“It may come to be remembered as community pharmacy’s finest hour.”
That was the first sentence of the lead article on page 1 of the Sept. 26, 2005, edition of Drug Store News. As we closed this issue, the nation was reflecting on the 10th anniversary of Hurricane Katrina, and I have been racing to finish a presentation I will be delivering in another country. The topic: How the U.S. retail pharmacy industry has been transformed over the last decade, from just a dispenser of prescription medicines into an integral part of our nation’s healthcare system at the center of healthcare delivery in every community, helping to solve for the two biggest issues facing health care in America — access and affordability.
And although I don’t have one slide in my deck about it, the way this industry came together to bring critically needed medications and aid to the areas devastated by Katrina was the first time our country really got to see the larger role community pharmacy could play in public health.
“More than any single event in modern history, it showcased not only pharmacy’s willingness to put professional needs of patients ahead of profits, but also the industry’s ability to respond to disaster more quickly than any federal agency in the early days,” Drug Store News reported at the time.
The event triggered a massive and coordinated campaign among chain and independent pharmacy operators that provided an unprecedented level of cooperation among competing companies, pharmaceutical makers and the major drug wholesalers.
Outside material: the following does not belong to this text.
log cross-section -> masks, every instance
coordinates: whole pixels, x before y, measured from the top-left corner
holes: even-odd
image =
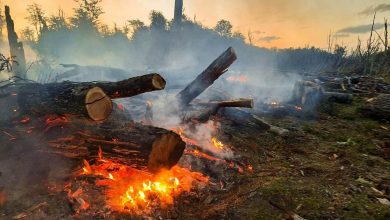
[[[21,114],[81,115],[102,121],[112,112],[111,99],[164,89],[165,80],[158,74],[148,74],[119,82],[24,83],[14,87],[19,90]]]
Pharmacy teams from different companies worked together side by side in mobile pharmacy worksites in major evacuation centers in places like Kelly Air Force Base and the Houston AstroDome. “Saving lives took precedence over competitive issues or financial considerations like reimbursement,” DSN reported.
There were a lot of heroes from our industry — far too many to name them all here. But the pharmacy leaders who responded to Katrina “actually demonstrated more about the value of community pharmacy infrastructure than anyone else could have explained in a lifetime,” Larry Kocot, head of KPMG’s new Center for Healthcare Regulatory Insight — who was then special assistant to administrator of the Centers for Medicare and Medicaid Services Mark McClellan — told DSN. And on the 10th anniversary of one of the biggest natural disasters in American history, DSN tips its hat to every member of the industry who put patients before profits in those terribly dark hours.